14 ottobre 2014 ore: 12:45
Società

Il giornalismo e l’ipocrisia nel ventunesimo seminario di Capodarco

Si intitola “Rimozioni” l’edizione 2014 (dal 28 al 30 novembre) del tradizionale incontro di formazione organizzato da Redattore sociale, quest’anno accreditato dall’Ordine dei giornalisti. Programma e iscrizioni dal 4 novembre. Ecco l’introduzione
Rs 2014: Rimozioni. Locandina

CAPODARCO DI FERMO – Che filtri usano i giornalisti per selezionare le cose da raccontare? Quanto sono influenzati dalla cultura in cui sono immersi e quanto dagli interessi che, consapevolmente o meno, rappresentano? E che cosa non riescono proprio a vedere?

Con il titolo “RIMOZIONI – Il giornalismo ‘selettivo’ tra ipocrisia e necessità”, il ventunesimo seminario di formazione organizzato da Redattore sociale affronta uno dei nervi più nascosti della professione giornalistica.

L’appuntamento è come sempre alla Comunità di Capodarco di Fermo, dal 28 al 30 novembre 2014, dove oltre 200 giornalisti da tutta Italia seguiranno le quattro sessioni dell’incontro tra workshop tematici, discussioni sulla rappresentazione dei temi sociali e dibattiti sui grandi scenari dell’informazione. Questa volta con una novità: il seminario è accreditato dall’Ordine dei giornalisti per la Formazione professionale continua (Fpc): 16 crediti in totale (4 per ciascuna sessione).

Il programma sarà pubblicato il 4 novembre, giorno in cui si apriranno le iscrizioni, che dovranno essere fatte sia sulla piattaforma nazionale della Fpc che sulla pagina dedicata al seminario nel sito di Redattore sociale per la formazione dei giornalisti. Qui si potranno seguire le evoluzioni, con una prima lista di relatori che sarà pubblicata nei prossimi giorni. 
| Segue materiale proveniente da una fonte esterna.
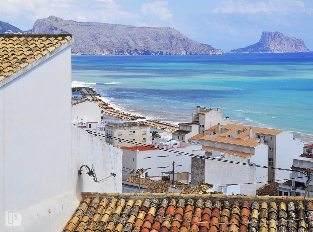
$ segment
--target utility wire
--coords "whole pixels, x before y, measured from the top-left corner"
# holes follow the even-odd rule
[[[146,144],[144,144],[143,143],[138,143],[138,142],[133,142],[133,141],[131,142],[131,141],[128,141],[128,140],[125,140],[125,139],[120,139],[120,138],[117,138],[116,137],[113,137],[113,136],[106,136],[105,135],[104,135],[103,134],[100,134],[100,133],[97,133],[96,132],[95,132],[95,131],[89,131],[88,130],[86,130],[87,131],[88,131],[89,133],[90,133],[91,134],[94,134],[94,135],[96,135],[98,136],[101,136],[101,137],[104,137],[105,138],[109,138],[109,139],[113,139],[113,140],[118,140],[118,141],[121,141],[121,141],[124,141],[126,142],[128,142],[128,143],[132,143],[132,144],[135,144],[135,145],[140,145],[140,146],[146,146],[146,147],[151,147],[151,148],[154,148],[154,146],[152,146],[152,145],[147,145]],[[94,133],[94,134],[93,134],[93,133]],[[95,134],[97,134],[97,135],[95,135]],[[204,156],[201,156],[201,155],[194,155],[194,154],[191,154],[190,153],[186,153],[186,152],[181,152],[181,151],[172,151],[172,150],[171,150],[170,149],[167,149],[167,148],[163,148],[158,147],[157,149],[159,149],[159,150],[163,150],[163,151],[168,151],[169,152],[172,152],[172,153],[176,153],[176,154],[181,154],[182,155],[188,155],[189,156],[192,156],[192,157],[197,157],[197,158],[203,158],[203,159],[208,159],[208,160],[218,160],[219,161],[220,161],[221,162],[227,162],[227,163],[234,163],[234,164],[240,164],[240,165],[246,165],[246,166],[254,166],[254,167],[259,167],[263,168],[267,168],[267,169],[270,168],[270,169],[277,169],[277,170],[285,170],[285,171],[297,171],[297,172],[300,172],[300,173],[303,173],[304,174],[305,173],[305,172],[304,172],[303,171],[300,171],[300,170],[291,170],[291,169],[286,169],[281,168],[280,168],[271,167],[268,167],[267,166],[262,166],[262,165],[252,165],[252,164],[245,164],[245,163],[240,163],[240,162],[236,162],[236,161],[230,161],[230,160],[221,160],[221,159],[214,159],[214,158],[210,158],[209,157],[204,157]]]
Partecipanti al seminario del 2013

Di seguito l’introduzione integrale all’edizione 2014:

“Raccontare quello che si vede. È in fondo l'essenza del giornalismo, ciò che lo fa sembrare ai più una professione semplice, ma che invece la rende imperfetta per definizione.
Perché nessuno può vedere tutto; perché non è mai necessario raccontare tutto ciò che si vede; perché spesso è importante farlo alla luce di quello che si è visto, cioè dell’esperienza e della memoria. E perché ciò che si racconta è anche il risultato di un passaggio scrupoloso attraverso i filtri della cultura che ciascun giornalista ha assorbito, della sua condizione personale, del suo grado di conformismo e, sì, degli interessi più o meno legittimi, e che più o meno volutamente, rappresenta.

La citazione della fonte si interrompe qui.